The first time around, Silver and Drew were too young to fight for each other. It would be easy to give up again. Neither of them has any experience fighting for what they want when it comes to matters of the heart.

They’ll have to learn this time – and fast.

Escape Rating B-: On the one hand, I liked the relationship between Silver and Drew, because they were both really neat people. Silver was right back in high school. They did need to break up – not because they didn’t love each other, but because they weren’t mature enough to deal with a long-distance relationship. Silver knew that she wanted to stay in Happily, and Drew needed to leave – at least long enough to appreciate what he’d left behind.

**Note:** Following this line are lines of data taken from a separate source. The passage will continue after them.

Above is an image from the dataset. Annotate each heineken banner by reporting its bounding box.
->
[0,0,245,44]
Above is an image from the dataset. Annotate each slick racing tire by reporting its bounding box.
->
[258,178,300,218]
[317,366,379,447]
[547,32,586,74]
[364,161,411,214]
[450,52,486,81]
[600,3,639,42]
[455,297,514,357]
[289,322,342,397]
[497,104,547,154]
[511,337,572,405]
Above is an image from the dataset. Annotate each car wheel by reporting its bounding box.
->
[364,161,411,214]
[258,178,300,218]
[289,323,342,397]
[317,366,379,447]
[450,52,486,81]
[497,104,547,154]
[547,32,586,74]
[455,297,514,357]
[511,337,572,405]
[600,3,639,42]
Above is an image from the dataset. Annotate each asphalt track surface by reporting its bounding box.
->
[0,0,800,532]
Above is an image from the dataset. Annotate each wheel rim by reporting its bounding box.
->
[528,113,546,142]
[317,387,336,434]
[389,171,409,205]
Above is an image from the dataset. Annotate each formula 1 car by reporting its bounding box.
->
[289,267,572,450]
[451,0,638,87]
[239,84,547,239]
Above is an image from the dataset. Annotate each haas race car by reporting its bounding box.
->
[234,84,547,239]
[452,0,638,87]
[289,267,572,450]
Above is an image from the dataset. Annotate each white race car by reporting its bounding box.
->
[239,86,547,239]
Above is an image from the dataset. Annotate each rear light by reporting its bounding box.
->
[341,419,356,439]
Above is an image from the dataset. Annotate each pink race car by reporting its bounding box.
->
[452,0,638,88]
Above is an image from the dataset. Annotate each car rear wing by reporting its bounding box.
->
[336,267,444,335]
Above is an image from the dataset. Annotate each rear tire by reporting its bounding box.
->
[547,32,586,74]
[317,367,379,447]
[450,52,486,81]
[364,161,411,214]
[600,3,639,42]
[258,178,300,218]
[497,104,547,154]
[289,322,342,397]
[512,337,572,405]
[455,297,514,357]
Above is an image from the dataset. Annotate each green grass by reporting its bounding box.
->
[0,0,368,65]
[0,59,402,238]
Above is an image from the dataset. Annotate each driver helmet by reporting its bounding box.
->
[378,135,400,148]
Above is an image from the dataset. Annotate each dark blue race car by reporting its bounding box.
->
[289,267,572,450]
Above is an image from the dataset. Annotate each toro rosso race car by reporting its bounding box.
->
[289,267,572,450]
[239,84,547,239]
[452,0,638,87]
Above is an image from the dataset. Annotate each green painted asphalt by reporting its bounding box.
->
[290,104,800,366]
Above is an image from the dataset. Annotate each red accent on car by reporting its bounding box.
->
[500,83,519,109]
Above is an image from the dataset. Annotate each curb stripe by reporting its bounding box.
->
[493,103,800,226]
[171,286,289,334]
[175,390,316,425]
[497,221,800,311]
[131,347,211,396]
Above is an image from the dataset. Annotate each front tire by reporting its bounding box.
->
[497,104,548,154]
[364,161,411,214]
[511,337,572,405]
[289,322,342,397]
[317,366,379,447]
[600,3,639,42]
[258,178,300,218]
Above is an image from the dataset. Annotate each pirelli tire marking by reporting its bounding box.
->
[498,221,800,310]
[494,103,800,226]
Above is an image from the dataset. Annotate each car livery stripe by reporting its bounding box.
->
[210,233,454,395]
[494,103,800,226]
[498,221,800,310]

It was also great that they weren’t angsty about both living in town. They didn’t interact, but they didn’t seem to go out of their way to avoid each other. They’d had what they’d had, and it was over. At least it was mostly over.

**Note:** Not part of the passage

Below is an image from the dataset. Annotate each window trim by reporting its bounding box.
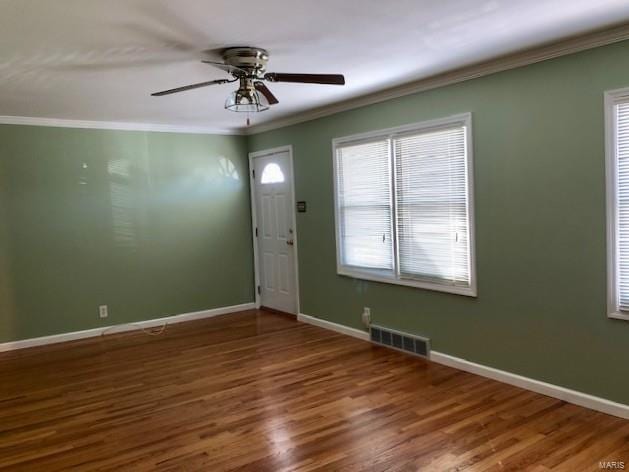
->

Drew wants to try again – even if he isn’t quite ready to admit that to himself at the beginning – but Silver is afraid to trust him. She’s also afraid to trust herself, which is much more the crux of her journey in this story. She’s so afraid of being like her mother that she almost succeeds in turning herself off completely – and gets a bit too over the top angst when she finally realizes that Drew is already back inside her defenses. She’s afraid to fall in love again, only to eventually figure out that she never fell out of love with Drew in the first place – and to have several panic attacks about it.

The difficult part of this story for me, and the reason why it’s only a B- story, is the involvement of Drew’s family – or at least the involvement of two particular members of it. The two villains of this piece, and they definitely are villains, are Drew’s Aunt Libby and his mother Irene. The rest of his family is pretty terrific, especially his Grandpa Frank, but his mother and her sister are a pair of Cruella de Villes.

And we’re never sure why.

Libby was also the villain in the first book, You Say It First. She’s Pallas’ mother, and the woman never, ever, ever has a decent thing to say about her daughter. She spends that entire book cutting Pallas down at every single turn, and Pallas just takes it for entirely too much of the story.

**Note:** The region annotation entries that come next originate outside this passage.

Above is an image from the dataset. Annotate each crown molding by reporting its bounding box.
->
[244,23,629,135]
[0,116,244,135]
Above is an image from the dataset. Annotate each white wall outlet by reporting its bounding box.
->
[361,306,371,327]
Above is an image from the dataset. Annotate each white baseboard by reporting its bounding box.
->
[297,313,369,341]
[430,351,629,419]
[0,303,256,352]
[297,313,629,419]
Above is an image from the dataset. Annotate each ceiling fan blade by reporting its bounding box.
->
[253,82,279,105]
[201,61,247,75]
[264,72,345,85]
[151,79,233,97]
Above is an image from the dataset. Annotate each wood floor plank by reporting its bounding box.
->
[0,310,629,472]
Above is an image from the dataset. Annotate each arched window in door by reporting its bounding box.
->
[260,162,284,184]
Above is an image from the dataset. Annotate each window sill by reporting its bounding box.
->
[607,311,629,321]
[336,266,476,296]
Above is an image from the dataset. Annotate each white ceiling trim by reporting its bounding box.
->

Libby continues her evil ways in Not Quite Over You, blocking Silver’s loan application, undermining Drew at the bank, and generally attempting to score off against her sister Irene at every turn using Drew as a proxy.

Drew’s mother Irene is just as bad, in her own way. Irene, along with Drew’s father, left Happily to open a high-powered lobbying firm in Washington DC. She has determined what Drew’s life course will be and simply doesn’t listen to anything he says about what he wants. He wants to stay in Happily and eventually run the bank. He does not want to come to DC and join the family firm. Her inability to accept that Drew has plans of his own for his life – after all, he’s pushing 30 and his plans are quite good plans – gets to the point where she is not merely manipulative to the max, but also lying to Drew’s father and everyone else as well as using Drew’s phone to get Silver into places where she can lie to her and cut her down as well.

It’s not well-meaning parenting gone astray, it’s vicious and cruel and needs to be both explained and then resolved. She’s so evil that she, along with her sister Libby, need to get some just desserts delivered and it doesn’t happen, which left me feeling like the story isn’t done. Call it a bit of unfinished business. Hopefully both Libby and Irene get what’s coming to them in a future book in the series.